Non so vedere il Carro, da millenni,
vederlo come figura piena, intera,
come lo vide, ultimo, Platone sognando,
non sento il brivido del suo movimento nel cielo,
alto, lontano, irraggiungibile.
E non credo che mai le mie lacrime
possano svaporare in limpida rugiada,
né tramutarsi in perle i miei occhi,
né le mie labbra ritornare corallo.
Eppure qualcosa, sento, sta mutando
in me come nel tempo, indissolubili
l’uno dall’altro come la storia e il sangue.

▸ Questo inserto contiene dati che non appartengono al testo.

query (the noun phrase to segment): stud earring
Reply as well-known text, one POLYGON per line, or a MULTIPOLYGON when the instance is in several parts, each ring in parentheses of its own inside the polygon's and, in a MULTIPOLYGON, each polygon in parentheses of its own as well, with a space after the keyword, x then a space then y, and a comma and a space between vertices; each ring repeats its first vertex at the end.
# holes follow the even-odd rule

Mi sono accorto all’improvviso che ogni giorno
io muoio e rinasco mille volte
ad ogni battito delle sue ciglia, il buio
eterno di quell’istante e la luce
gloriosa, piena del risveglio.
Io sto viaggiando sul Carro, nei suoi occhi,
il cielo da tempo canta nel volto.
Ora come in un sogno bianco del mattino
sento che il teschio di Yorik nella fossa
nell’incubo di Elsinore e dei suoi spalti
giaceva in attesa di risorgere.
E che il deserto forse fu creato
per rendere infallibile il miraggio.
Questo è un tempo di rinascita, io sento
in ogni battito del mio cuore un mutamento
in qualche cosa di inusitato e strano
che un giorno vidi nel Carro, poi nei suoi occhi.